OXYGEN SENSOR – LAMBDA PROBE

What is a Lambda Probe or Oxygen Sensor?

The Lambda Probe, also known as Oxygen Sensor is located in the vehicle exhaust and its main function is to analyze the amount of oxygen present in the gases released by the engine.

What is the Lambda Probe or Oxygen Sensor for?

This sensor is for collecting fuel burn information and sending it to the engine ECM.

 

 

 

 

 

 

 

 

 

Internal combustion engines (Otto Cycle, Diesel or CNG) can only get function if there are oxygen, fuel, and heat (combustion or burning is an exothermic reaction, i.e. it occurs from the inside out). Without these elements, it is not possible to obtain the internal explosion necessary for their operation.

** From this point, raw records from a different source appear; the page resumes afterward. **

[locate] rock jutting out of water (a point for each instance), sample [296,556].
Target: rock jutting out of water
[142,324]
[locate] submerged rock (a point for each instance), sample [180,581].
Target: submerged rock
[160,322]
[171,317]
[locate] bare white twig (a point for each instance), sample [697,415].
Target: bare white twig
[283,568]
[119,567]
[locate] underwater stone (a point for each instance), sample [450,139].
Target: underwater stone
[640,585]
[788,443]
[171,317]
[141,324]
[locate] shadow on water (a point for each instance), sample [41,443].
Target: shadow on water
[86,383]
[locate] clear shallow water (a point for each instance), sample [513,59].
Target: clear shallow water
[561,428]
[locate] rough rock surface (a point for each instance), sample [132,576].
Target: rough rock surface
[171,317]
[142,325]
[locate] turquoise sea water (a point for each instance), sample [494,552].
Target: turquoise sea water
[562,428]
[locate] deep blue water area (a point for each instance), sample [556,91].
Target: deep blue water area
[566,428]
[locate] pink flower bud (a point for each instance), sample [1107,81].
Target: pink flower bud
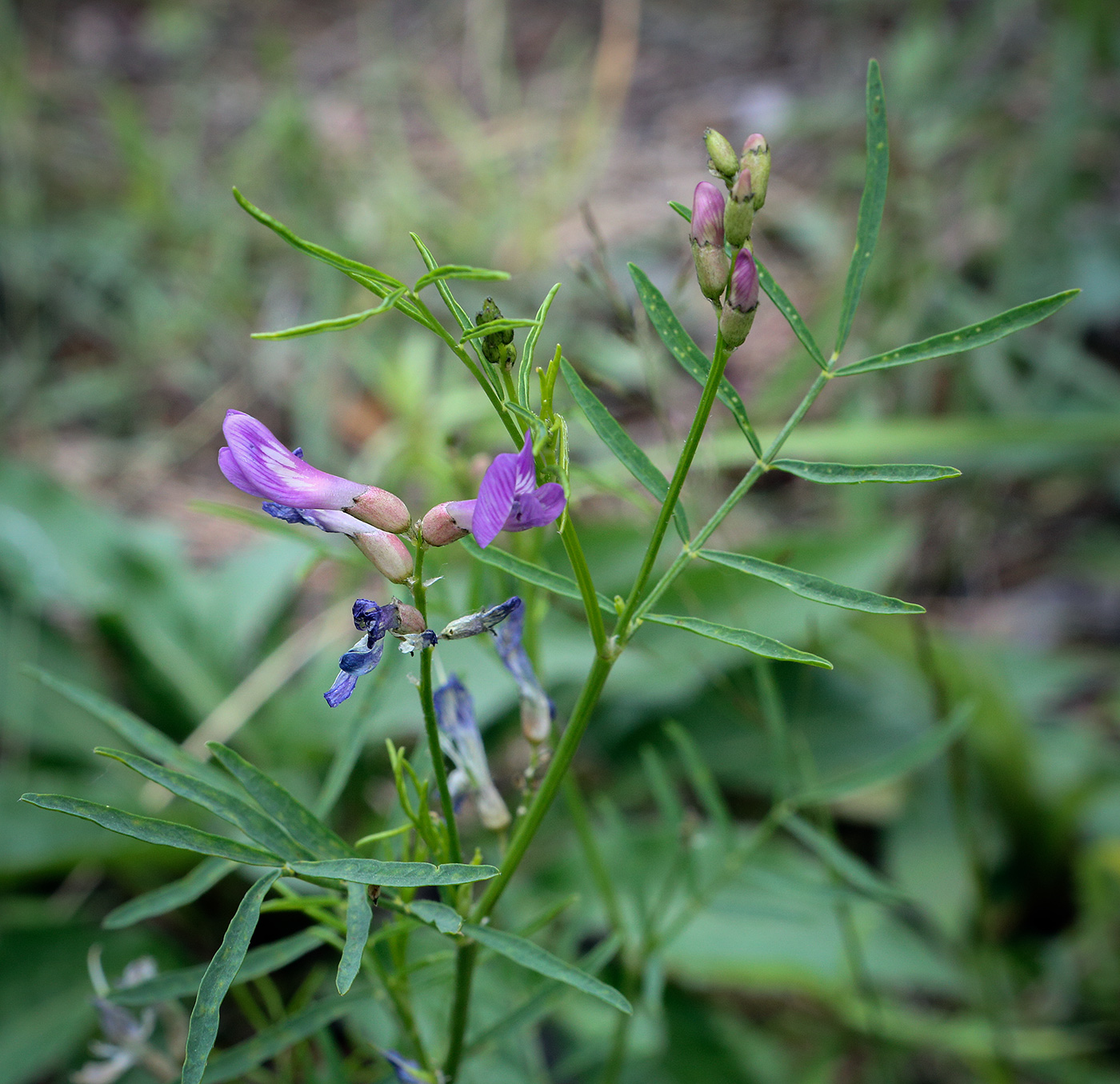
[742,300]
[389,554]
[439,526]
[381,509]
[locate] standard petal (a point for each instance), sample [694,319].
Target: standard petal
[278,474]
[233,474]
[495,498]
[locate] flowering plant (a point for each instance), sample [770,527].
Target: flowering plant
[311,869]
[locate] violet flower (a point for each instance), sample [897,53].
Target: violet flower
[258,464]
[461,739]
[373,622]
[389,554]
[537,709]
[509,500]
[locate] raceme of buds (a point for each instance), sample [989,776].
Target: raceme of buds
[496,349]
[388,554]
[259,465]
[439,526]
[706,235]
[756,158]
[739,214]
[462,742]
[742,300]
[722,162]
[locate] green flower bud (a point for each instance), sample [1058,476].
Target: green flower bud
[739,213]
[756,157]
[722,162]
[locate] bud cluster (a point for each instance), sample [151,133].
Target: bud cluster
[719,223]
[498,349]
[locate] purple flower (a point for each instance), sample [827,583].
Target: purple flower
[537,709]
[258,464]
[509,498]
[373,622]
[461,739]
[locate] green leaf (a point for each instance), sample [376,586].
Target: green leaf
[244,1058]
[739,638]
[458,271]
[850,869]
[531,574]
[849,474]
[358,918]
[142,734]
[792,316]
[492,326]
[965,338]
[814,587]
[167,834]
[540,960]
[395,874]
[526,354]
[168,897]
[690,358]
[294,818]
[910,757]
[184,982]
[218,978]
[702,778]
[621,444]
[871,202]
[342,263]
[338,324]
[446,919]
[227,806]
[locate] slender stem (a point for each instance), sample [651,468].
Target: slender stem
[736,495]
[428,705]
[577,807]
[562,761]
[464,971]
[677,483]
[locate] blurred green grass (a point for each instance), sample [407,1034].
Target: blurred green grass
[130,282]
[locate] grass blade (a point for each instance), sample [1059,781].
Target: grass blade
[294,818]
[395,874]
[531,955]
[965,338]
[784,306]
[358,916]
[458,271]
[688,355]
[166,834]
[910,757]
[526,356]
[168,897]
[531,574]
[849,474]
[227,806]
[244,1058]
[621,444]
[184,982]
[739,638]
[870,204]
[218,978]
[812,587]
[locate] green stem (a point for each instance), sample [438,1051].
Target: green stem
[736,495]
[683,464]
[464,971]
[428,705]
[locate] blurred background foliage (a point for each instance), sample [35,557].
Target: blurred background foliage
[545,138]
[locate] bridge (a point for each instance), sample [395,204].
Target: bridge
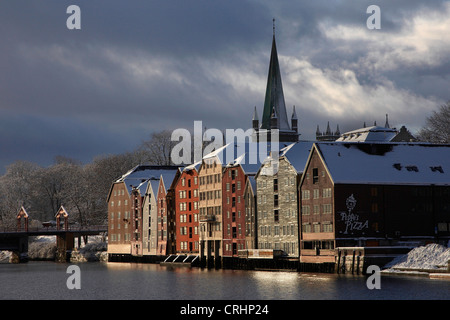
[16,239]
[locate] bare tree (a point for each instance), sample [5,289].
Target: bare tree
[16,190]
[437,126]
[157,149]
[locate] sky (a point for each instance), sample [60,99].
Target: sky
[138,67]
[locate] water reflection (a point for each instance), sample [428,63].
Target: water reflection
[47,280]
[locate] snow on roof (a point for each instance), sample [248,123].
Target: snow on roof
[375,133]
[140,175]
[248,154]
[297,154]
[252,181]
[387,163]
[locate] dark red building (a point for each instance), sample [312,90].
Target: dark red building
[373,194]
[187,212]
[233,210]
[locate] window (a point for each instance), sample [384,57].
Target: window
[327,227]
[326,208]
[305,194]
[316,194]
[306,227]
[316,209]
[315,175]
[316,227]
[305,210]
[374,192]
[375,207]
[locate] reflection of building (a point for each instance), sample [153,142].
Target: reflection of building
[277,200]
[362,194]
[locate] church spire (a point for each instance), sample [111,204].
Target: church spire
[274,98]
[386,125]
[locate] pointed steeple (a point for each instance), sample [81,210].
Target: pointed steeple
[386,125]
[328,129]
[274,93]
[294,120]
[274,119]
[338,132]
[255,120]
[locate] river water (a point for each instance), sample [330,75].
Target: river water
[133,281]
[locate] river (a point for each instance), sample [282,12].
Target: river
[133,281]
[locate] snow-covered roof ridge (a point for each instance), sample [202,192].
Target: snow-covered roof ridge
[389,163]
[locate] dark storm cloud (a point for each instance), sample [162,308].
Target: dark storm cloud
[141,66]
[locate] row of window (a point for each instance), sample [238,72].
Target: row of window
[288,213]
[211,210]
[125,203]
[326,209]
[210,195]
[183,181]
[326,193]
[287,230]
[184,206]
[288,247]
[184,245]
[184,231]
[287,197]
[211,178]
[118,215]
[116,237]
[234,186]
[287,181]
[186,217]
[183,194]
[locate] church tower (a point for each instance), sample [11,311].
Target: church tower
[274,112]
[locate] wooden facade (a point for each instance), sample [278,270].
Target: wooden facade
[361,211]
[233,210]
[186,194]
[210,210]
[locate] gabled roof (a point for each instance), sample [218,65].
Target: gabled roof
[369,134]
[61,211]
[22,213]
[274,99]
[249,155]
[386,163]
[140,175]
[295,153]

But the big challenge is getting the balance between fuel and oxidizer, in this case, oxygen called the stoichiometric mixture (Pic.02), where the Oxygen Sensor unfolds its function, presenting how much unburned oxygen is in the exhaust resulted from the engine combustion. If the mixture is lean (more oxygen) or rich (less oxygen), the sensor sends an electrical signal (Millivolts) to the Electronic Injection Management Unit (ECU or ECM). Based on the information received from the sensor, the ECU will regulate the fuel mixture, injecting more or less fuel into the combustion chamber, so you can have better engine performance, fuel economy, and lower emissions.

 

 

 

 

 

 

 

 

 

Example:  Gasoline: To burn completely we need 14.7 parts of Air, for 1 (one) part of FUEL. This ratio must be changed according to different conditions, whether environmental, temperature, pressure, humidity, the vehicle’s own operation, RPM, engine temperature, desired power variation, among others.

 

Oxygen Sensor or Lambda Probe?

The correct and comprehensive name for all types of this product is OXYGEN SENSOR. It measures exactly Oxygen (O2) present in combustion, independent of which fuel is used.

When the mixture is rich (too much fuel), the generated voltage by the sensor is high (900 millivolts), at this moment the ECU stops to inject fuel and the mixture becomes lean (too much oxygen). Then the sensor informs the ECU with a low voltage (50 millivolts) and, at this moment the ECU injects more fuel in the mixture. This transition between rich and lean resembles the Greek letter Lambda (λ).

 

See on the graph below, the reason why this name was adopted to the sensor. 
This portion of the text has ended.